BioPose: Biomechanically-accurate 3D Pose Estimation from Monocular Videos
(WACV 2025)
Farnoosh Koleini *, Muhammad Usama Saleem *, Pu Wang, Hongfei Xue, Ahmed Helmy, Abbey Fenwick
For any inquiries, please email to: msaleem2@charlotte.edu
Abstract
Recent advancements in 3D human pose estimation from single-camera images and videos have relied on parametric models, like SMPL. However, these models oversimplify anatomical structures, limiting their accuracy in capturing true joint locations and movements, which reduces their applicability in biomechanics, healthcare, and robotics. Biomechanically accurate pose estimation, on the other hand, typically requires costly marker-based motion capture systems and optimization techniques in specialized labs. To bridge this gap, we propose BioPose, a novel learning-based framework for predicting biomechanically accurate 3D human pose directly from monocular videos. BioPose includes three key components: a Multi-Query Human Mesh Recovery model (MQ-HMR), a Neural Inverse Kinematics (NeurIK) model, and a 2D-informed pose refinement technique. MQ-HMR leverages a multi-query deformable transformer to extract multi-scale fine-grained image features, enabling precise human mesh recovery. NeurIK treats the mesh vertices as virtual markers, applying a spatial-temporal network to regress biomechanically accurate 3D poses under anatomical constraints. To further improve 3D pose estimations, a 2D-informed refinement step optimizes the query tokens during inference by aligning the 3D structure with 2D pose observations. Experiments on benchmark datasets demonstrate that BioPose significantly outperforms state-of-the-art methods.
Video Demos
The MQ-HMR demo highlights our method for achieving accurate 3D human mesh reconstructions from monocular images. Key to our approach is the use of a Multi-Query Deformable Transformer, which leverages multi-scale feature maps and deformable attention mechanisms to enhance pose recovery, even in complex and ambiguous scenarios. By efficiently handling uncertainty in the 2D-to-3D mapping process, MQ-HMR delivers precise and anatomically consistent 3D reconstructions.
Tennis
Ice Skating
Football
Dance
Ski
Skate Board
War
Long Jump
Soccer
Basketball
BioPose Overall Framework
Overview of BioPose, comprising two key components: (1) the MQ-HMR model, which leverages a multi-query deformable transformer decoder to extract multi-scale image features from a vision transformer, enabling precise 3D mesh recovery, and (2) the NeurIK model, which uses the mesh vertices as virtual markers and applies a spatio-temporal network to infer biomechanically accurate 3D poses while maintaining anatomical constraints.

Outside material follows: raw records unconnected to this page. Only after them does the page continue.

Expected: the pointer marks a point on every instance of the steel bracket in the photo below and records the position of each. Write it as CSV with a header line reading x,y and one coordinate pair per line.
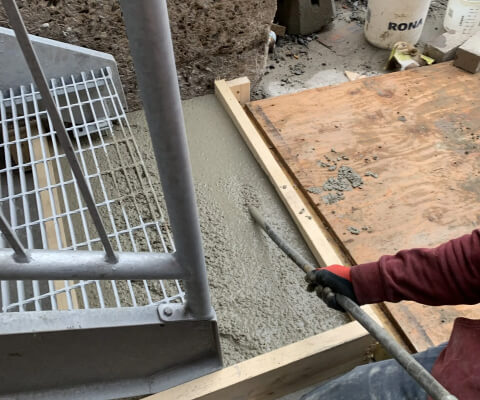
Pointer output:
x,y
174,312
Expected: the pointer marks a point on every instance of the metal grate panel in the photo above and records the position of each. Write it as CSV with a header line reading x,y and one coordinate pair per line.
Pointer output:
x,y
38,194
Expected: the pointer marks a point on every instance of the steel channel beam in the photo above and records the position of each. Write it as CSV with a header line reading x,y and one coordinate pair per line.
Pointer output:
x,y
148,32
86,265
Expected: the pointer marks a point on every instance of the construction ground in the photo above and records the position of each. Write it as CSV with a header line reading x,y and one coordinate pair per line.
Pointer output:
x,y
258,294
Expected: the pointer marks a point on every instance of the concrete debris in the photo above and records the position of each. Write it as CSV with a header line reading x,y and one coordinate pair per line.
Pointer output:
x,y
297,69
468,55
372,174
315,190
332,198
353,230
349,174
444,47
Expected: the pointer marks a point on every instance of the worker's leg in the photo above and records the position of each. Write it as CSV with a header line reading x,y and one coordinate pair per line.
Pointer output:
x,y
384,380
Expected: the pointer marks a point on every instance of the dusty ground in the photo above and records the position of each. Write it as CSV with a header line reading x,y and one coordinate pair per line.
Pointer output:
x,y
303,62
212,39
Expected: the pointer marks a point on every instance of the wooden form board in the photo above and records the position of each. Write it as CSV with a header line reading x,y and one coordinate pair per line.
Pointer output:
x,y
314,232
300,364
282,371
418,131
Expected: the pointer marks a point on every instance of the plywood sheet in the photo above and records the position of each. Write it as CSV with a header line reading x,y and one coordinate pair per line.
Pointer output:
x,y
419,132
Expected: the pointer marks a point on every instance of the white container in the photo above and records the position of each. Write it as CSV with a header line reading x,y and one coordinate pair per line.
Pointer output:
x,y
462,17
392,21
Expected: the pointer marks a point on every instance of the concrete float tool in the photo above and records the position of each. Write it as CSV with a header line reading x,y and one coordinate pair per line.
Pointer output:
x,y
412,366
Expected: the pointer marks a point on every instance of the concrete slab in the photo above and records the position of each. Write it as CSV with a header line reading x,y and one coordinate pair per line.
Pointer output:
x,y
259,295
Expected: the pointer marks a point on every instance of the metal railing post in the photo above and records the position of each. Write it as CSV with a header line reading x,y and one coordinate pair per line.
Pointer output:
x,y
148,32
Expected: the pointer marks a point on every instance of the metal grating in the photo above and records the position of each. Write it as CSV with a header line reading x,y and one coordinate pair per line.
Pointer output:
x,y
38,194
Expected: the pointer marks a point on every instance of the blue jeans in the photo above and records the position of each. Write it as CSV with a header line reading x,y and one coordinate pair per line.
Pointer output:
x,y
384,380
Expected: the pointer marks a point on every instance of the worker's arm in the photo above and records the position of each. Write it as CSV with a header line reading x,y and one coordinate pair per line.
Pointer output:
x,y
447,274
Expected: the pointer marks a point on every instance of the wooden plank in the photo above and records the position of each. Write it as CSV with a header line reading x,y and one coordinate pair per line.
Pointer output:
x,y
314,232
281,371
418,131
298,365
47,210
308,225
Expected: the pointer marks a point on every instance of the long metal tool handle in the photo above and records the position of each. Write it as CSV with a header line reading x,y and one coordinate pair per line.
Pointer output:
x,y
31,58
412,366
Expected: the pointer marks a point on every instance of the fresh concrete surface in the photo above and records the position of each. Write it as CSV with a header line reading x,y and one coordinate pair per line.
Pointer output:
x,y
258,293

State-of-the-Art Comparison of MQHMR
Comparison of state-of-the-art methods, HMR2.0 and TokenHMR, which use vision transformers for 3D human mesh recovery from a single image. Red circles highlight errors in these methods when dealing with complex or ambiguous poses. In contrast, our MQ-HMR method addresses these challenges by incorporating a multi-query deformable transformer, leveraging multi-scale feature maps and a deformable attention mechanism to deliver more accurate and anatomically consistent pose estimations, even in difficult scenarios.
State-of-the-Art Comparison of NeurIK
Qualitative results of our proposed method BioPose and comparison with ground truth. These pictures include multiple actions such as squatting and drop jumps.
Qualitative Results on Challenging Poses
Qualitative results of BioPose showcasing its effectiveness in handling challenging poses from the LSP dataset. These results highlight BioPose's ability to achieve accurate 3D pose estimations, even in scenarios with occlusions or complex body orientations.